Sitôt terminée la conférence de presse de l’Anses concernant son rapport sur l’exposition des Français au cadmium, les gros titres anxiogènes ont refait surface dans les principaux médias, avec des expressions comme « poison invisible » et « bombe sanitaire ».
Toutefois, la palme de la désinformation revient sans aucun doute au député écologiste Benoît Biteau, certes en concurrence serrée avec la députée Clémentine Autain, qui n’a pas hésité à s’insurger contre ce « scandale d’État ». « Le cancer est au bout de la fourchette », peut-on ainsi lire sous la plume de la députée, quand le rapport de l’Anses dit justement le contraire : « Chez l’Homme, aucune étude ne permet de montrer clairement une association entre exposition par voie orale et cancer. »
Pour sa part, Benoît Biteau affirme avec aplomb qu’« il y a 48 % de cadmium en moins dans l’alimentation bio » et qu’« une des réponses immédiates, c’est de consommer bio ». Faux ! « Il n’est pas possible de conclure quant à une différence entre les concentrations des aliments bio et conventionnels », indique l’Anses dans son rapport. Le même Biteau enchaîne en expliquant que, en France, « on a aujourd’hui des sols nettement plus chargés en cadmium que nos voisins européens ». Faux, là encore, puisque la carte européenne d’accumulation du cadmium de l’Agence européenne pour l’environnement, disponible en un simple clic sur Internet, infirme ses propos. En réalité, si l’on prend la peine de lire cette publication, aucun élément n’autorise pareil catastrophisme.

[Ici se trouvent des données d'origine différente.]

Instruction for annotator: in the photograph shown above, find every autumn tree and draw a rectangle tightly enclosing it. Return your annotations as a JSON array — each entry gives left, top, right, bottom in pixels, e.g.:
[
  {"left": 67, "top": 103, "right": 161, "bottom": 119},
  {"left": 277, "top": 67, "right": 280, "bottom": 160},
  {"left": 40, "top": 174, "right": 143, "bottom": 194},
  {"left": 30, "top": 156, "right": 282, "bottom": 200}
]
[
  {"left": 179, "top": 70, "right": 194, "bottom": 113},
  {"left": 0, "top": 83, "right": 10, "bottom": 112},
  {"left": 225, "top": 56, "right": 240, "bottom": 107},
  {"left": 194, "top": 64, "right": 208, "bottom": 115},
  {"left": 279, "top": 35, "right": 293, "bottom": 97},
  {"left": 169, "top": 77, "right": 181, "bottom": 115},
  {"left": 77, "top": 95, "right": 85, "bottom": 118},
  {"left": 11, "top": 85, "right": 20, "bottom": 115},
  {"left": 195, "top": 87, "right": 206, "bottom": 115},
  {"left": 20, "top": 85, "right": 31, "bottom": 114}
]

Que dit-elle vraiment ? Que l’Anses n’émet pas d’alerte. Que la réglementation est respectée et qu’aucun aliment commercialisé ne dépasse les limites sanitaires fixées. Que l’agence ne réclame pas l’étiquetage des aliments, dont Matthieu Schuler, directeur général délégué au pôle Sciences, balaie lui-même l’idée : « On ne va pas exiger que soient renseignées toutes les traces de mercure, de plomb, d’argent, d’aluminium dans l’alimentation… Cela n’aurait aucun sens. » Que les céréales du petit-déjeuner, brandies comme symbole de l’alimentation industrielle coupable, ne représentent que 2 à 4 % de l’exposition des enfants. Enfin, que la première source d’exposition reste, et de très loin, le tabac.
Alors, pourquoi une telle couverture de presse ? Il faut le dire sans détour : l’instrumentalisation de ce dossier sert un double intérêt : celui des écologistes décroissants, toujours au rendez-vous lorsqu’il s’agit de désigner l’agriculture conventionnelle comme bouc émissaire, et celui des fabricants d’engrais russes, qui mènent discrètement leur campagne pour un durcissement réglementaire susceptible d’évincer leurs concurrents du marché européen. Deux agendas distincts pour une même dramaturgie de la peur. Et ça fonctionne.